October 5, 2008

Stepford Politics

“Take care of the sense, and the sounds will take care of themselves.”
-- Lewis Carroll 1832-98: “Alice’s Adventures in Wonderland,” (1865)

Yep, it’s Me again. It’s a Sunday morning, praise God, and I’m going to experiment with presenting a rhetorical editorial salad that combines quotes from the columnists, Charles M. Blow, Bob Herbert, Gail Collins, and Steven Pinker. All passages are from the op-ed page of the Saturday, October 4, New York Times. You will also find the sage analysis of Me Interspersed among the quotes. So here goes.

Let’s take the lipstick off the pig. Impenetrable, that’s the only word I could think of in listening to Sarah Palin’s performance in the veep debate. Remarking on Palin’s perceived success with her conservative base, Charles M. Blow had this to say: “In truth, after her horrendous performance with Katie Couric, anything short of her head spinning around and spewing vomit would have been considered an improvement.”
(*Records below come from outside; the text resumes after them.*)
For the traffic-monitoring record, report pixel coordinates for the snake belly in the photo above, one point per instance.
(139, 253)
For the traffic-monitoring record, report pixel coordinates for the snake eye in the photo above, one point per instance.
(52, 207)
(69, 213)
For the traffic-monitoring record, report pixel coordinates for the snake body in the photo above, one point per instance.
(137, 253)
She presents a run-on word jumble that out sudokus the hoodoo man. Some kind of weird Rubik's-cube-speak. Say what? No wonder she said, “I may not answer the questions the way that either the moderator or you want to hear.” Bob Herbert had it wrong when he raised the frightening possibility that “the country could be left with an exclamation point as president.” I think “ex-claymation” is a better description of Palin’s public image. “Say it ain’t so, Joe.” Why did this non-sequitor admonition leave Biden looking like Kevin Kline during that orgasm in “A Fish Called Wanda.” Here’s Herbert: “Of course [Biden] didn’t know where to start because Ms. Palin’s words don’t mean anything. She’s all punctuation.” The only constituency that might possibly have understood her were the Joe six-pack voters sleeping on couches with a football game blaring in the background. She even had Shadow cocking her quizzical little head.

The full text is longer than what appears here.